With the team off to a 4-9 start, realizing his contract was losing its power as a protective force field, Dunleavy began a dialogue with Sterling.
"I called him after the bad loss to Phoenix on Christmas," Dunleavy said Thursday. "I told him, 'I'm working as hard as I can, I still think we have a team that can make the playoffs, but I understand the pressure you're under. If you feel you have to make a move, I just want you to know I want to remain a part of this.' "
The Clippers righted themselves, showing they were an actual basketball team, climbing to 17-18, looking as if they could reach .500 on Jan. 12, leading the Grizzlies, 89-77, with :47 left in the third quarter . . . when the game was halted and the arena was emptied because of a broken water line.
When play resumed, the Grizzlies rallied to win, which turned out to be the first of 10 losses in the Clippers' next 14 games.

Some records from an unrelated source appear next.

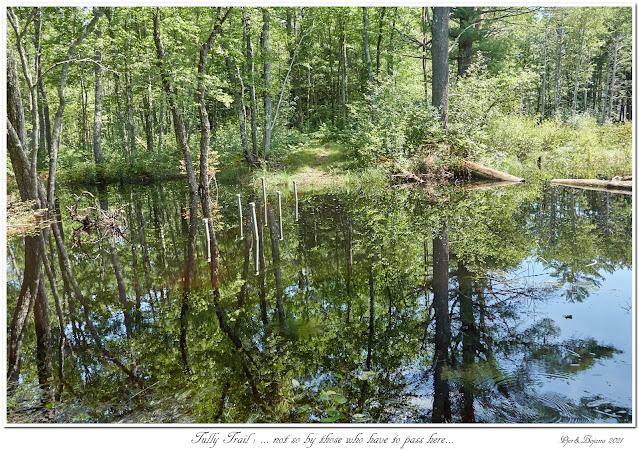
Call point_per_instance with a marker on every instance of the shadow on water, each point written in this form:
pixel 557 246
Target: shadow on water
pixel 511 304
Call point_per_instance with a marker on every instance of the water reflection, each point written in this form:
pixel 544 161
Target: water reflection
pixel 349 318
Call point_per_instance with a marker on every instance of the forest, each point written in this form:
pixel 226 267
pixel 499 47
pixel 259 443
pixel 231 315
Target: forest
pixel 279 214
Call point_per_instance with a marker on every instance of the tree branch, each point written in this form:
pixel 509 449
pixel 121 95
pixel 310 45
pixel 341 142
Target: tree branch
pixel 287 75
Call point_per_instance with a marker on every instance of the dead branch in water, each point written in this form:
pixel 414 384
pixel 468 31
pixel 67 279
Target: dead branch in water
pixel 95 220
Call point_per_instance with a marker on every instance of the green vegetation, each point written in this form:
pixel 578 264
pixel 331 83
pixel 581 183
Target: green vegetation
pixel 135 130
pixel 524 83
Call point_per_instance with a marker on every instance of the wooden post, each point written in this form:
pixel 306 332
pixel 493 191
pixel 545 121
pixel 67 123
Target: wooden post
pixel 208 240
pixel 239 208
pixel 264 196
pixel 257 240
pixel 279 210
pixel 296 203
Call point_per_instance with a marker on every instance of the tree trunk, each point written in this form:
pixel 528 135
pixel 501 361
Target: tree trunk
pixel 57 123
pixel 97 118
pixel 543 83
pixel 613 78
pixel 251 64
pixel 148 118
pixel 344 67
pixel 130 121
pixel 268 107
pixel 424 52
pixel 367 54
pixel 379 44
pixel 205 123
pixel 178 121
pixel 558 59
pixel 439 52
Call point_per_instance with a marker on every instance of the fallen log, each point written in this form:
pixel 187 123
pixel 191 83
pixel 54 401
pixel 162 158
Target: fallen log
pixel 479 171
pixel 592 184
pixel 488 185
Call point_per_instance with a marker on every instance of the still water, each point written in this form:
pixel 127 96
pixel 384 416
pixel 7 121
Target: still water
pixel 342 321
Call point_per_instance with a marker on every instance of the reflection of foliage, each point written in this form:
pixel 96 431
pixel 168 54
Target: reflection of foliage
pixel 571 356
pixel 23 220
pixel 312 365
pixel 584 234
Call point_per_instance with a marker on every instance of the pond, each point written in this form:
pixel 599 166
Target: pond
pixel 503 305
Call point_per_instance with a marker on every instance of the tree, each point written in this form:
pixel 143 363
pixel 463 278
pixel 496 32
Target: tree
pixel 440 62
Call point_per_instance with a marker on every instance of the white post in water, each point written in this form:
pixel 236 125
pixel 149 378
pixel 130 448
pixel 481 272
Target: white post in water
pixel 257 241
pixel 296 204
pixel 264 196
pixel 208 240
pixel 239 208
pixel 279 210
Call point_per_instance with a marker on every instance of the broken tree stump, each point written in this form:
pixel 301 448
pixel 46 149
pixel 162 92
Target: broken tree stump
pixel 479 171
pixel 595 184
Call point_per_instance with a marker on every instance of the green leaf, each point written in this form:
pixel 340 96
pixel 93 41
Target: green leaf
pixel 339 399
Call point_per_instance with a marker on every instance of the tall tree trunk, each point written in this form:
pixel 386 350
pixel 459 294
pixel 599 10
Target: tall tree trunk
pixel 130 121
pixel 367 54
pixel 424 51
pixel 33 97
pixel 439 51
pixel 613 78
pixel 178 121
pixel 251 64
pixel 57 122
pixel 558 60
pixel 240 109
pixel 378 53
pixel 344 72
pixel 97 117
pixel 577 70
pixel 268 107
pixel 147 101
pixel 205 123
pixel 543 83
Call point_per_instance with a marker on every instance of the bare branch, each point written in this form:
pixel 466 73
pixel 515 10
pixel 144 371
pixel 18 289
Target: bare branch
pixel 67 61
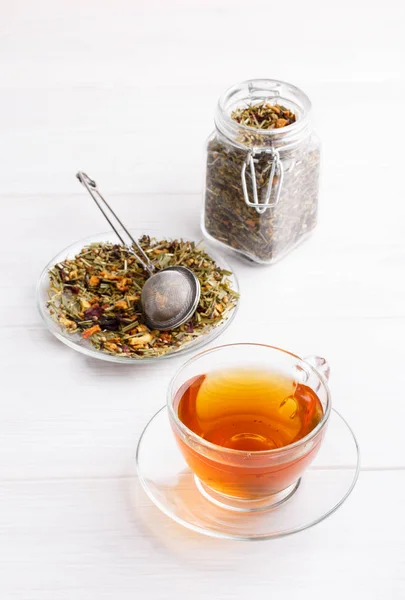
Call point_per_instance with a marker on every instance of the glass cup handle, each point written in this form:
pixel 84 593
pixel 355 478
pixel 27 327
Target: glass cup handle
pixel 320 364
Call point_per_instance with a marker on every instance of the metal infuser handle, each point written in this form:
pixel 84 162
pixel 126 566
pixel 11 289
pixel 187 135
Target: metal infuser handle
pixel 94 192
pixel 277 164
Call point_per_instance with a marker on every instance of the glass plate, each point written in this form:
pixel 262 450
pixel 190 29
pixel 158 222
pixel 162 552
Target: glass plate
pixel 172 487
pixel 76 342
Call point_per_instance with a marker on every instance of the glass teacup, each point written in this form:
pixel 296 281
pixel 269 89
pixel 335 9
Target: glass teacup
pixel 250 480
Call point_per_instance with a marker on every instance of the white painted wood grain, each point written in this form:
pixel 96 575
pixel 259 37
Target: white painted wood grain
pixel 100 538
pixel 127 91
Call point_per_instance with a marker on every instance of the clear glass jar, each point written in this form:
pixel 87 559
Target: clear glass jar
pixel 261 186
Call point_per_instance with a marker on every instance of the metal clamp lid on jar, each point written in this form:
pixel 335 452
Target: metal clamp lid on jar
pixel 274 91
pixel 276 168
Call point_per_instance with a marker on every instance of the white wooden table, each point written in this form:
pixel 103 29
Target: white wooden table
pixel 99 85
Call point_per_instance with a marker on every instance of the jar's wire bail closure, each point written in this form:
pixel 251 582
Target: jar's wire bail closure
pixel 277 169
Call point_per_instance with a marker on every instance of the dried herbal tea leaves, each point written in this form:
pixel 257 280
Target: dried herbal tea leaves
pixel 264 116
pixel 266 236
pixel 97 295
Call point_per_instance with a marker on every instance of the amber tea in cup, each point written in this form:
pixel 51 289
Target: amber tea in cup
pixel 248 420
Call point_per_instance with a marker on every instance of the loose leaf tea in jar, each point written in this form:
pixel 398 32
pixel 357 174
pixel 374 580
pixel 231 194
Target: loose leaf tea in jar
pixel 261 192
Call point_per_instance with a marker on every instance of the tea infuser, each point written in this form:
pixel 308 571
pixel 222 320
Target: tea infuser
pixel 169 297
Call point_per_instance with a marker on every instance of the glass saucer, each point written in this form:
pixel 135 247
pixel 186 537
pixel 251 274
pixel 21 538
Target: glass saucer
pixel 168 481
pixel 84 346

Oh, and they also learned Griffin wouldn't return this season.
With hope, and the team, fading, Dunleavy called Sterling after last week's losses at 3-40 New Jersey and 9-38 Minnesota and says the owner was supportive.
When they returned from their 2-6 trip, Dunleavy had another in a series of similar conversations with Roeser. This time, all decided it was a good time to go. Assistant Kim Hughes is head coach for the rest of this season.
How long Dunleavy stays as GM remains to be seen. According to his contract, next season's $5.4-million salary will be paid over two years, but the Clippers aren't in the habit of paying GMs $2.7 million.
Actually, no Clippers exec ever made $0.7 million.
Of course, Dunleavy could accept a longer payout, say 2.7 million years.
In any case, he's gone, but he's still here and everyone feels good about it, closing a remarkable era in Clippers history, indeed.